Gina continues, “So we decided to do something totally off the wall tonight.  We tossed some ideas around, but we eventually settled on one.”  Gina smiles as she says this and rubs my thigh. “Plus, I have some goodies to help the night along.”

They both put down their drinks and tell me they are going to dance again.  I tell them I’m going to hold the booth down; it’s better to sit than to stand at a bar – if you already have someone to take home.  It’s even better if you have two.  Gina slips me a baggie with two lines in it.

“Don’t pass out on us now,” she winks.

But it is only a few minutes before they return from the dance floor.  They are both sweating and dig into their drinks healthily.  The waitress comes back around, so I order one more round and say we want to close the tab.  The waitress tells me there is no tab.

“Shit, really?”  My eyes are wide in surprise.  It’s either surprise or the coke surging through my bloodstream, I’m not sure.

“Industry night,” Gina says to me in explanation.

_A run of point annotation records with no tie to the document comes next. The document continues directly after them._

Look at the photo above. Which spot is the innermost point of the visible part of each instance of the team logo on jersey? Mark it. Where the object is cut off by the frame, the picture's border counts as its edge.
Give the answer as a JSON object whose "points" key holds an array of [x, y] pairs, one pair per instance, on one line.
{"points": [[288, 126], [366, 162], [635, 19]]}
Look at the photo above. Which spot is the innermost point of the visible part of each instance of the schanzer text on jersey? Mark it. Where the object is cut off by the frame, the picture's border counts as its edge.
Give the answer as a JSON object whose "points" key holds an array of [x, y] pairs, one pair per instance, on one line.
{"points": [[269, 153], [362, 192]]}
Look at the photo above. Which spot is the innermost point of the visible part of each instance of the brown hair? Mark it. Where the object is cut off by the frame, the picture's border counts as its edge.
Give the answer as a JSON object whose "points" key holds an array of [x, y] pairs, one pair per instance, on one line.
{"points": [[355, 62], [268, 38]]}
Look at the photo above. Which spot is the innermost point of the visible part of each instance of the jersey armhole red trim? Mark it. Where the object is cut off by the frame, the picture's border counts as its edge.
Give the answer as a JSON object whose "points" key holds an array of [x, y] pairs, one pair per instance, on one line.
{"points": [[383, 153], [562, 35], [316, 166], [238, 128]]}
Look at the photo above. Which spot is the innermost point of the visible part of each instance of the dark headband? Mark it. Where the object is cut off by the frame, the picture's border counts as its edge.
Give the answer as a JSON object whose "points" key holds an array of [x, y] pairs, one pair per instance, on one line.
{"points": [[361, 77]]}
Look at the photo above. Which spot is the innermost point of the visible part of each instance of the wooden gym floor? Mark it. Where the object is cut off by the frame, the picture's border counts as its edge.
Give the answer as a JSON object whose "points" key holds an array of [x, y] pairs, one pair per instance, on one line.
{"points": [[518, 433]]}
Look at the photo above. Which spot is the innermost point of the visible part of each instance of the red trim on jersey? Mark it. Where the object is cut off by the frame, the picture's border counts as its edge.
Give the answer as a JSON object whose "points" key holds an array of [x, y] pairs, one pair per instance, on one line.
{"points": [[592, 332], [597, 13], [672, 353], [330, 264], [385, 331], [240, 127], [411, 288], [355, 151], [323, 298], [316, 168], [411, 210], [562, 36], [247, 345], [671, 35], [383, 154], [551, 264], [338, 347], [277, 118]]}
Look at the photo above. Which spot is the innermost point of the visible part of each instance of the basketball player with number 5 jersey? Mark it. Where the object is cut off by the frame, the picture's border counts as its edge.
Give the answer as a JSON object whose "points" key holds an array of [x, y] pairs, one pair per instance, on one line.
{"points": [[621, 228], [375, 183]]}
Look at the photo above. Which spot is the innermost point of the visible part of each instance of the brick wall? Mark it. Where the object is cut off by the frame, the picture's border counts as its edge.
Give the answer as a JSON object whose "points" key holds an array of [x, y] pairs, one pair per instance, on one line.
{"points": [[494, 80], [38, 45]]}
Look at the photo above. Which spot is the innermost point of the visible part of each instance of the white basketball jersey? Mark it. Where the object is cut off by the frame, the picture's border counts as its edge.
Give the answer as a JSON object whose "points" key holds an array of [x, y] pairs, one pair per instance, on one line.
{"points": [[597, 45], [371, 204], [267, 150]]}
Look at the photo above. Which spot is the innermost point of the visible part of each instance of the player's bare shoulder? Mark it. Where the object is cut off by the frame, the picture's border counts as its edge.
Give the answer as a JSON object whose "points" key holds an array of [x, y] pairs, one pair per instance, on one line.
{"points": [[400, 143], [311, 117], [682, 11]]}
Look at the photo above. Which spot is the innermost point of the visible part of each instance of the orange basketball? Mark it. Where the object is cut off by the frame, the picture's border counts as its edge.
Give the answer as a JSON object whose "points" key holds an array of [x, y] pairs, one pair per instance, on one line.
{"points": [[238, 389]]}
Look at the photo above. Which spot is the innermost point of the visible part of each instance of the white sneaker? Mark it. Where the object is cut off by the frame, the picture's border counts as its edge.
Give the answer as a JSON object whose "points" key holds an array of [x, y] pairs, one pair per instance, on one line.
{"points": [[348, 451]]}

So we don’t pay a tab and leave, heading back to my apartment.  I’m unsure whether this is a fanciful choice that we have all made, or if it was predestined, but there is a part of me that knows after this night I’m not going to be able to frequent Houli’s for a while.  I’m giving up my casket; another bar scratched off of the list.  But it is worth it; worth the chance that this is by choice; I get to enjoy all of the pleasure for the next few hours, and pay the consequence tomorrow morning all by at least semi-conscious decision.  Chevy might be bummed, but at least he’ll get his story.  It feels good just being along for the ride.  All three of us pile into Gina’s El Camino, three fluttering tumbleweeds on a buffet of booze and drugs, with religion relegated to an ironic afterthought, like the small Virgin Mary statuette on Gina’s dash.